Scaling lessons learned at Dropbox (2012)

nosefrog · on April 8, 2022

I was at Dropbox from 2015-2020, and it's funny how many things have changed and how many stay the same.

Changes:

- When I joined in 2015, it was already forbidden to just log text on the server. Only a small number of SREs even had access to the text logs. Any event that you cared about needed to be logged from the system described in "App-specific metrics", which was pretty easy to use. (That said, on desktop we still used logspam because when you're debugging a desktop client doing the wrong thing, sometimes the only lead you have is tracing which lines of code are being run by looking at which logs are being printed.)

- Re: shards, by the time I joined most of the mysql was replaced by a homegrown KV/graph database on top of mysql that had a fixed number of shards (something like 255).
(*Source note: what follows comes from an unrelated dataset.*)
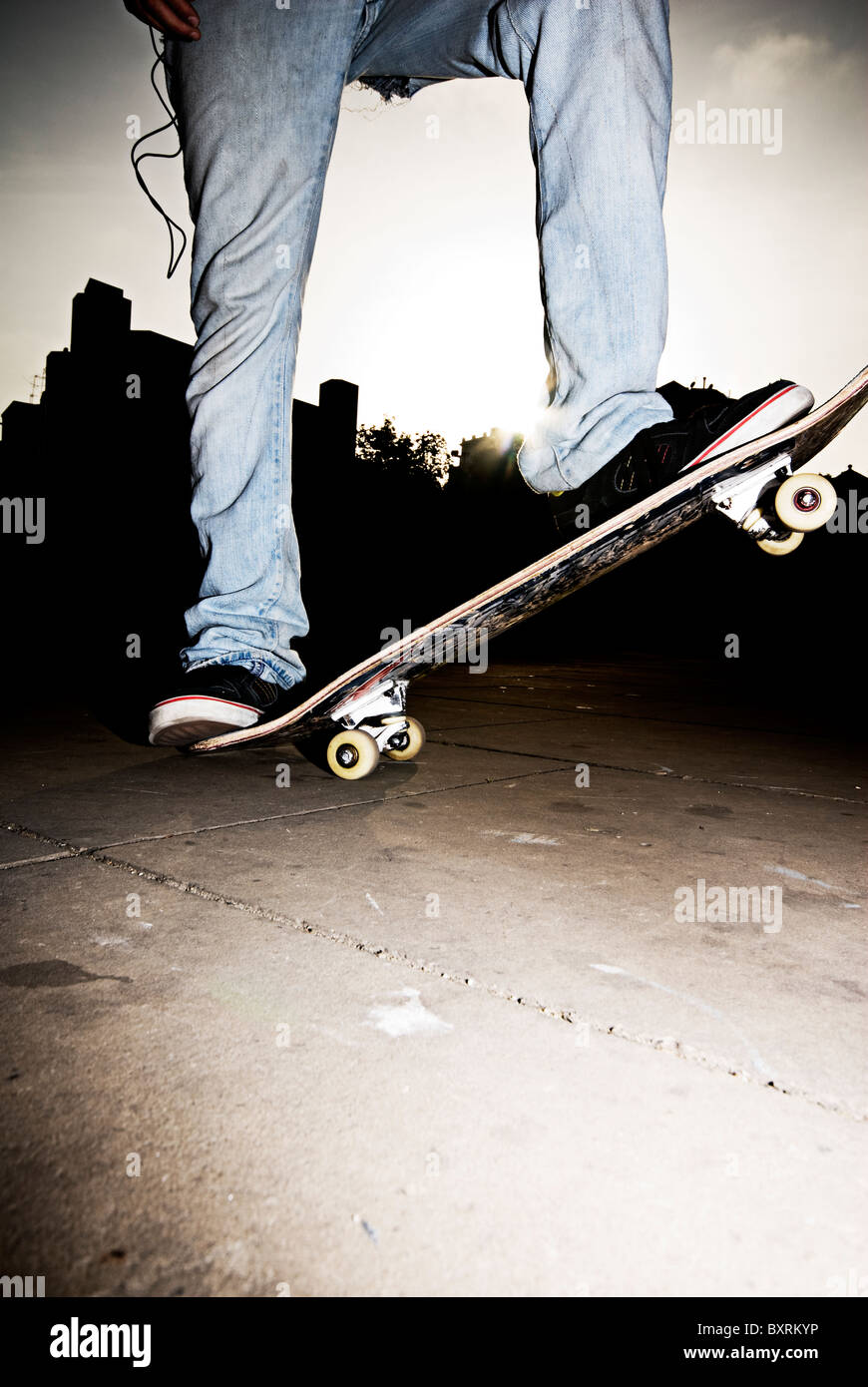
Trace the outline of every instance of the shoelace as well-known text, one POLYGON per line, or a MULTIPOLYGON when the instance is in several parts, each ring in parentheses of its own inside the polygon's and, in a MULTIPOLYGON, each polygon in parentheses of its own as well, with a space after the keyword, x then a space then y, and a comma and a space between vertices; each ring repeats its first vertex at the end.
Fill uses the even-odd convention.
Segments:
MULTIPOLYGON (((155 72, 157 72, 157 68, 159 67, 159 64, 162 62, 162 65, 165 68, 165 53, 161 51, 159 47, 157 46, 157 40, 154 37, 154 28, 150 24, 148 24, 148 33, 151 36, 151 47, 153 47, 153 50, 155 53, 155 60, 154 60, 154 62, 151 65, 151 86, 154 87, 154 92, 157 93, 157 98, 158 98, 159 104, 162 105, 164 111, 166 112, 166 115, 169 117, 169 119, 165 122, 165 125, 158 125, 154 130, 148 130, 147 135, 140 135, 139 139, 136 140, 136 143, 133 144, 132 150, 129 151, 129 157, 130 157, 130 161, 132 161, 132 165, 133 165, 133 172, 136 175, 136 179, 139 180, 139 187, 143 190, 143 193, 147 197, 147 200, 151 204, 151 207, 157 208, 157 211, 162 216, 164 222, 166 223, 166 227, 168 227, 168 232, 169 232, 169 268, 166 270, 166 279, 172 279, 172 275, 177 269, 177 266, 180 264, 180 258, 184 254, 184 250, 186 250, 186 245, 187 245, 187 233, 184 232, 183 226, 179 226, 177 222, 173 222, 172 218, 169 216, 169 214, 165 211, 165 208, 162 208, 159 205, 159 203, 157 201, 157 198, 151 193, 150 187, 144 182, 144 178, 141 176, 139 165, 141 164, 143 160, 176 160, 177 155, 180 154, 180 136, 179 136, 179 140, 177 140, 177 148, 173 150, 172 154, 161 154, 161 153, 154 151, 154 150, 144 150, 141 154, 136 155, 136 150, 139 148, 139 146, 144 144, 146 140, 150 140, 151 136, 161 135, 162 130, 168 130, 172 126, 175 126, 175 130, 177 132, 177 117, 175 115, 175 111, 172 110, 172 107, 169 105, 169 103, 165 100, 162 92, 159 90, 159 87, 157 86, 157 82, 155 82, 155 72), (175 255, 175 232, 179 232, 179 234, 182 237, 182 244, 180 244, 180 250, 177 251, 177 257, 175 255)), ((165 80, 165 76, 164 76, 164 80, 165 80)), ((166 89, 166 92, 168 92, 168 89, 166 89)))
Things that didn't change (at least by the time I left in 2020):

- Everything was in UTC, including in the UIs for everything (e.g. metrics, exceptions, crashes, etc). I ended making a GPS clock that showed UTC to put on my desk as a fun project, and I know at least one SRE who had set basically all their clocks to UTC time (e.g. phone, laptop, calendar, etc). This is in contrast to Google, where almost every system either shows your local time or "Google Standard Time" (which is just Pacific Time).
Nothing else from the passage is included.